De quem é a culpa, afinal?
Penso que encontrar culpados não seja a resposta. O que precisamos entender é que apaixonar-se não é garantia de felicidade, mas também não é algo a ser evitado. A paixão é como uma chama atraindo a nossa atenção: sua luz nos mostrará coisas que não veríamos sem ela. Cabe-nos continuar nossas vidas sem nos jogarmos ao fogo, aproveitando a sua luz e o seu calor. Se o fogo se apagar, talvez seja o momento de acender outras chamas ou de procurar outras luzes para nos atrair. Ou, quem sabe ainda, o verdadeiro trabalho envolva não deixar o fogo se extinguir.A paixão – e o fogo – não são garantias de nada. Eles são parte da vida, meramente. O que faremos com eles depende do que queremos fazer com as nossas vidas. Para alguns, a resposta é alimentar o fogo e a paixão com tudo o que estiver ao alcance, inclusive com o próprio corpo e a própria vida. Para outros, um fogo, uma luz e um calor não são suficientes. Para outros ainda, o fogo é algo cujo calor deve-se aproveitar enquanto queima, não mais, não menos.

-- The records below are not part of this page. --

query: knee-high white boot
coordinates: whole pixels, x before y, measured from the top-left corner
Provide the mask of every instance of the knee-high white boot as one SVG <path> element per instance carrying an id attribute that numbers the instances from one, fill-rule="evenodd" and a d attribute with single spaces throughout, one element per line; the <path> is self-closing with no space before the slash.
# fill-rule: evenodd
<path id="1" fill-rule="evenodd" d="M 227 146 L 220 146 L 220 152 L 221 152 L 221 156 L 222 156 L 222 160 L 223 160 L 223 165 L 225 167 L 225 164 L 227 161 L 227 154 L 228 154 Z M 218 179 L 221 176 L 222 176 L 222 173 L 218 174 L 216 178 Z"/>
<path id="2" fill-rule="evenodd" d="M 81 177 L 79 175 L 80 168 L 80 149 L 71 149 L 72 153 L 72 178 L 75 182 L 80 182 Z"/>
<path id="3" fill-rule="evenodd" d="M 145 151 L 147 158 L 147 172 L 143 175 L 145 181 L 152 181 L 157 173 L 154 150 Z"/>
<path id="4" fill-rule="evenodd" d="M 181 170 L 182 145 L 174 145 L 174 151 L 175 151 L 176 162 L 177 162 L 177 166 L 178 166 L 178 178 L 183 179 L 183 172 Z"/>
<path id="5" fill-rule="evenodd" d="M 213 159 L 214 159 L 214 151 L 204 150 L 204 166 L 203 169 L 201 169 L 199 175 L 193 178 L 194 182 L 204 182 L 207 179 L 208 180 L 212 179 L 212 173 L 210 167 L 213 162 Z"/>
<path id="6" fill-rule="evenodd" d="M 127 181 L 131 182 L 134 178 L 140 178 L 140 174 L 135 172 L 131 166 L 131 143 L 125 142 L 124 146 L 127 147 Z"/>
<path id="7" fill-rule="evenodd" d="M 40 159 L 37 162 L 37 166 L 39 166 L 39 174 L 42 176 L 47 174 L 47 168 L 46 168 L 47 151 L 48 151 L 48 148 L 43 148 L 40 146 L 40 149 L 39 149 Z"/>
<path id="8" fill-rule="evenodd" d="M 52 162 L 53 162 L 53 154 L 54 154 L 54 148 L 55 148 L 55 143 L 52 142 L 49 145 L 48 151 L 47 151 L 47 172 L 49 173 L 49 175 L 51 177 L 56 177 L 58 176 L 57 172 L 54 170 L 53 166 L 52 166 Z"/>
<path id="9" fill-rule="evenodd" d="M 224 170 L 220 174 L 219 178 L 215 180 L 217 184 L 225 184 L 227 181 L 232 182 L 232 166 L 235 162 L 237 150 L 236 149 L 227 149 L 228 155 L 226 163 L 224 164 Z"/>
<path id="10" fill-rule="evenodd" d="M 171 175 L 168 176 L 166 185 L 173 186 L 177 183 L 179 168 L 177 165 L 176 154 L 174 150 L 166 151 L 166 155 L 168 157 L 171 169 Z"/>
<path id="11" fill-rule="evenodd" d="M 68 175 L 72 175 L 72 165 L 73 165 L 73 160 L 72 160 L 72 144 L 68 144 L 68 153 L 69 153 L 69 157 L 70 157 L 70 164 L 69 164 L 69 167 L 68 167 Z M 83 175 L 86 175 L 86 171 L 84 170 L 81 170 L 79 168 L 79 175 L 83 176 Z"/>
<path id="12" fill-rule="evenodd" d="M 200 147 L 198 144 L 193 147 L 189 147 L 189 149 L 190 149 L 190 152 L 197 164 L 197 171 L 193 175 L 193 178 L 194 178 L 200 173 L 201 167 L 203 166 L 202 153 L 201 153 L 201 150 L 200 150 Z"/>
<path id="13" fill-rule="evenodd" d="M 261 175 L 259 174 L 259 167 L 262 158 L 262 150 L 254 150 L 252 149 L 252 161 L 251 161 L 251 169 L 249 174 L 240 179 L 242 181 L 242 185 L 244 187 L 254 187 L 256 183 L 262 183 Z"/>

Para a vida – e para as paixões – não há respostas. Elas dependem de quem nós somos naquele preciso instante em que os eventos da vida acontecem. Só há uma constante para a vida: a mudança é a regra. Se não aceitarmos isso, estaremos condenados a viver de passados e chamas apagadas, o que é garantia de infelicidade.
2 comentários:
"Para alguns, a resposta é alimentar o fogo e a paixão com tudo o que estiver ao alcance, inclusive com o próprio corpo e a própria vida." E pra quê, por que fazemos isso? Porque a paixão, como você escreveu, é viciante ou porque nossa sede de contato é tanta que insistimos em nos apegar àqueles que nos ferem? Estava precisando ler um texto como este, obrigado por tê-lo escrito.
Acho que sentimos falta de nós mesmos e procuramos em outras pessoas o que acreditamos que falta em nós.